1. Verstel de bestuurdersstoel :Ga comfortabel op de bestuurdersstoel zitten met uw benen comfortabel gestrekt en uw armen reikend naar het stuur. Verstel de stoel indien nodig naar voren, naar achteren en omhoog/omlaag.
2. Doe uw veiligheidsgordel om :Zorg ervoor dat u en alle inzittenden de veiligheidsgordels goed vastmaken.
3. Spiegels afstellen :Stel uw zijspiegels en achteruitkijkspiegel af om een goed zicht rondom uw auto te garanderen.
4. Start de motor :Steek uw sleutel in het contact en draai hem met de klok mee naar de stand "AAN", of druk op de startknop als het een sleutelloos startsysteem is.
5. Schakel naar een versnelling :Als uw Nissan een handgeschakelde versnellingsbak heeft, drukt u het koppelingspedaal in en schakelt u naar de eerste versnelling. Zorg er bij automatische transmissies voor dat de versnellingshendel in de stand "Park" staat en schakel naar de stand "Drive".
6. Controleer de veiligheidscontroles :Zorg ervoor dat uw richtingaanwijzers en lichten uit zijn. Zorg ervoor dat uw handrem of de elektronische parkeerrem (indien aanwezig) uitgeschakeld is.

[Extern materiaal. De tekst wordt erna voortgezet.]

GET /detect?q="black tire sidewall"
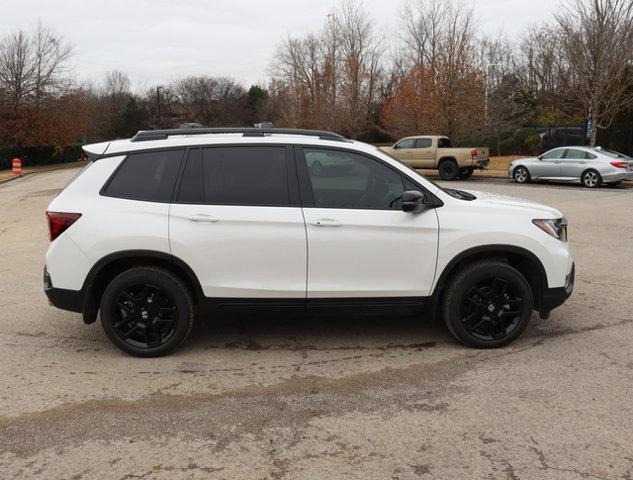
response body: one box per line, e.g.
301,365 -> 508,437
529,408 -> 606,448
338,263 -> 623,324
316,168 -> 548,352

7. Begin met rijden :Laat bij een handgeschakelde versnellingsbak de koppeling geleidelijk los terwijl u het gaspedaal indrukt. Voor een automatische transmissie hoeft u alleen maar het gaspedaal in te trappen.
8. Versnellen en vertragen :Gebruik het gaspedaal om gas te geven en til uw voet van het pedaal om uw snelheid te verlagen.
9. Versnellingen schakelen (alleen handgeschakelde versnellingsbak) :Terwijl u accelereert, moet u naar een hogere versnelling schakelen door de versnellingspook achtereenvolgens omhoog te bewegen. Om te vertragen, schakelt u terug door de versnellingshendel achtereenvolgens naar beneden te bewegen.
10. Sturen :Draai voorzichtig aan het stuur om van richting te veranderen.
11. Remmen :Gebruik het rempedaal om de auto te vertragen of te stoppen. Oefen geleidelijk en soepel druk uit.
12. Indicatoren :Gebruik uw richtingaanwijzers voordat u afslaat of van rijstrook wisselt.
13. Navigatie :Gebruik, indien aanwezig, uw GPS-systeem of navigatiefuncties voor routebeschrijvingen en begeleiding.
14. Parkeren :Zoek een geschikte parkeerplaats en schakel uw auto in "Park" (voor automatische transmissie) of de eerste versnelling (handgeschakelde transmissie) voordat u de motor uitzet en de parkeerrem in werking stelt.
Aanvullende tips:
1. Maak uzelf vertrouwd met het instrumentenpaneel en de bedieningselementen voordat u gaat rijden.
2. Begrijp de verkeersregels en verkeersborden voordat u een voertuig bestuurt.
3. Rijd met een veilige snelheid en houd een veilige afstand aan tot andere voertuigen en voetgangers.
4. Houd altijd rekening met uw omgeving en andere weggebruikers.
5. Neem rijlessen of schrijf u in voor een rijcursus om er zeker van te zijn dat u over de nodige vaardigheden en kennis beschikt om een voertuig veilig te besturen.
Opmerking :Deze gids is een algemeen overzicht en kan variëren afhankelijk van het specifieke model en de kenmerken van uw Nissan-voertuig. Raadpleeg altijd uw gebruikershandleiding voor specifieke instructies en richtlijnen voor uw auto.